A text-only trained LLM must be complemented to “perceive” and “act” in other domains.

Long-Term Planning and Learning

A general intelligence must:

  • Learn and adapt dynamically.
  • Reconfigure its own architecture.
  • Apply planning strategies to solve complex problems.

Memory and Continuous Context

Expanding context windows or using retrieval-augmented generation (RAG) solutions is insufficient since an LLM’s memory is limited and ephemeral. AGI requires deep, persistent memory that evolves over time.

Interaction and Agency

Beyond answering questions, AGI must:

  • Make autonomous decisions.
  • Act in real-world environments.
  • Set and pursue its own goals.

An LLM alone lacks mechanisms for autonomous action, making orchestration systems essential.

5. Toward an Integrated Architecture: Beyond LLMs

The idea that AGI will emerge simply by scaling an LLM is shifting toward the vision of an integrated architecture or ecosystem composed of specialized subsystems. This approach includes:

  • Symbolic and rule-based modules: Essential for tasks requiring precision and deterministic logic.
  • Probabilistic reasoning tools: Complementing natural language handling and statistical processes.
  • Operational agents: Managing processes, interfaces, and leveraging an AI Operating System (AI OS) to delegate tasks.
  • Distributed memory systems: Storing history, learnings, and references persistently.

In this ecosystem, the LLM functions as the “linguistic brain”, but global coordination depends on the integration of all these components.

6. Conclusion: AGI Will Not Be Just an LLM

The notion that AGI will emerge simply by scaling an LLM ignores the inherent complexity of intelligence. While LLMs are powerful language-processing tools, they are only one part of a broader system.

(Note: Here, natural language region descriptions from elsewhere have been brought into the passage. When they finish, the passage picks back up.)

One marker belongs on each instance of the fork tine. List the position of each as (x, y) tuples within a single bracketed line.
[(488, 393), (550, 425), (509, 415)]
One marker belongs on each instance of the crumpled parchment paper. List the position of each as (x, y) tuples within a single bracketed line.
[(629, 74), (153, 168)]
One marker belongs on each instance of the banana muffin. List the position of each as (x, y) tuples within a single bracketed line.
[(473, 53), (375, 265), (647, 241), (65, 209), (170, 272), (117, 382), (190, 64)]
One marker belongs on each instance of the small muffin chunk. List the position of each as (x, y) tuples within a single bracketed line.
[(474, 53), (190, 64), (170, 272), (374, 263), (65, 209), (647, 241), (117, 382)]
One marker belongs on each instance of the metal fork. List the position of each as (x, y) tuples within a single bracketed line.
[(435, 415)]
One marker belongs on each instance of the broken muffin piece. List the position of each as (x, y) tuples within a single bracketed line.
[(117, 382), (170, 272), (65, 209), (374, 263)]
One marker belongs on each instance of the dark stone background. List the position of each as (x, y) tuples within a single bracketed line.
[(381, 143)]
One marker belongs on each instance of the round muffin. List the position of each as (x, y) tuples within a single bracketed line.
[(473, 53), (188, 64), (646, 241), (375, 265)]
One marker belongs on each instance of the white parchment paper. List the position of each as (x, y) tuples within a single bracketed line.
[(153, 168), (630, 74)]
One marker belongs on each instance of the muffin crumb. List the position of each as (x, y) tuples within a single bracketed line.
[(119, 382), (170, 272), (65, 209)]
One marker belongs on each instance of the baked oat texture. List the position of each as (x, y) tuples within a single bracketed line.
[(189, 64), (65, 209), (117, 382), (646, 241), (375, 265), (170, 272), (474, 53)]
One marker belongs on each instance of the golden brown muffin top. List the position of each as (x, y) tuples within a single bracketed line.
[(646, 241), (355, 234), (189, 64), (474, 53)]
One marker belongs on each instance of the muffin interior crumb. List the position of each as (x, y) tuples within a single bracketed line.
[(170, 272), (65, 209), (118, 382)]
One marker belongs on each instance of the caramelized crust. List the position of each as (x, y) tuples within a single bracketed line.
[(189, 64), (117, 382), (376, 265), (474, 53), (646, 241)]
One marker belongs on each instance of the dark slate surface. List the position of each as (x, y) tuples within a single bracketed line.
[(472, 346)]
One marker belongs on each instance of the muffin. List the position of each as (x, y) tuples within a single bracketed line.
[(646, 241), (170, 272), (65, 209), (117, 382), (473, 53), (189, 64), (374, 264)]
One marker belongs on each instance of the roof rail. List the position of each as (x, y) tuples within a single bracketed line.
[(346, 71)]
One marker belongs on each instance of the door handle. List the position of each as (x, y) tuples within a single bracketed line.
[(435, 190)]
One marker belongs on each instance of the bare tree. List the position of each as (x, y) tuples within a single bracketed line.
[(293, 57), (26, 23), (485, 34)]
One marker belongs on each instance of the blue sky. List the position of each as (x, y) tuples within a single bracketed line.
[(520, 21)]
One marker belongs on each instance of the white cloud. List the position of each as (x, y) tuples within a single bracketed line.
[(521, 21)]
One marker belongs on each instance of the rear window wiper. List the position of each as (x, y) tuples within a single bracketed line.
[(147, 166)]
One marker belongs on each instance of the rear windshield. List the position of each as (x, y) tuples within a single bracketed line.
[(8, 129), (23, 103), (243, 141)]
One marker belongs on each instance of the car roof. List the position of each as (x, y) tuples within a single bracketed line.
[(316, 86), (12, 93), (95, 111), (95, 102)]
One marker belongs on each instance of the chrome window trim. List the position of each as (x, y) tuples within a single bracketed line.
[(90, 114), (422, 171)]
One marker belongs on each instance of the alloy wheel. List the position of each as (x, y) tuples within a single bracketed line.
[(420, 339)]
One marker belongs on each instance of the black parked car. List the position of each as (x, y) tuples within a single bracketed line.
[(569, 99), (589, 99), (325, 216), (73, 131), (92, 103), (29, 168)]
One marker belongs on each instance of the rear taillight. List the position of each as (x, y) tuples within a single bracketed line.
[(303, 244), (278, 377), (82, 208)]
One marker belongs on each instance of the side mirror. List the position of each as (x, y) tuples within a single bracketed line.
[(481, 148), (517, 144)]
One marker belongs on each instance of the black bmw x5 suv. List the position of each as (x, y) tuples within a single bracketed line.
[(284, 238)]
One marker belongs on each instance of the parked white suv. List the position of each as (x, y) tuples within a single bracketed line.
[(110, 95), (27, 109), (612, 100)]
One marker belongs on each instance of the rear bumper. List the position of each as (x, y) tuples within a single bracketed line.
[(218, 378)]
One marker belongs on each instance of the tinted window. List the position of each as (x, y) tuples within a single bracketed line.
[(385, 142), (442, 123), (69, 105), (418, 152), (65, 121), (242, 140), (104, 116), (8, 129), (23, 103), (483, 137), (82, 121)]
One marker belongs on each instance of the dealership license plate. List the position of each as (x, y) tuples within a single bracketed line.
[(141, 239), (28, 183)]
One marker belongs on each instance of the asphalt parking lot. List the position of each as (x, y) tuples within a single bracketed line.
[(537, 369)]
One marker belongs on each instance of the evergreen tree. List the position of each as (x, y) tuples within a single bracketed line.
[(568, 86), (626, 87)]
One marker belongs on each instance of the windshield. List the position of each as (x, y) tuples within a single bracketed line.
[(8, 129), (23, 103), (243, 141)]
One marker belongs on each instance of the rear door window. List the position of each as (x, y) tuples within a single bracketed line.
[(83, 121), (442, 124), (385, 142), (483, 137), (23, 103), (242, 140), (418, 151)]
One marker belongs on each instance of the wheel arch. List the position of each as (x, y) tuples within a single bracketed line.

To achieve true general intelligence, we need:

  • Orchestrated ecosystems: Integrating multiple specialized subsystems.
  • Robust reasoning and memory layers: Surpassing the limitations of an isolated language model.
  • Full real-world interaction: Through sensory modalities and adaptable learning.
  • AI OS and autonomous agents: Transforming the LLM’s role into a coordinated component of a “living system” capable of making decisions and acting autonomously.

The future of artificial intelligence points toward hybrid architectures where the power of language is combined with diverse modules and information sources, achieving the integration necessary to reach AGI.

7. The Need for a Holistic Approach to Prepare for AGI

If we continue to focus solely on the evolution of LLMs or multimodal models, we risk being unprepared for the arrival of AGI. Concentrating exclusively on the success of models like DeepSeek R1 or o3-mini can lead to critical mistakes when exploring new business opportunities or launching innovative startups.

It is essential to broaden our perspective and evaluate the complete landscape of artificial intelligence. Instead of disproportionately celebrating isolated advances, we must value and support companies that invest in developing holistic systems. These systems integrate various capabilities—such as reasoning, perception, persistent memory, and agency—and are better positioned to address real-world problems comprehensively. Only through this multidimensional approach can we lay the groundwork for a robust and functional AGI capable of positively transforming the future of technology and business.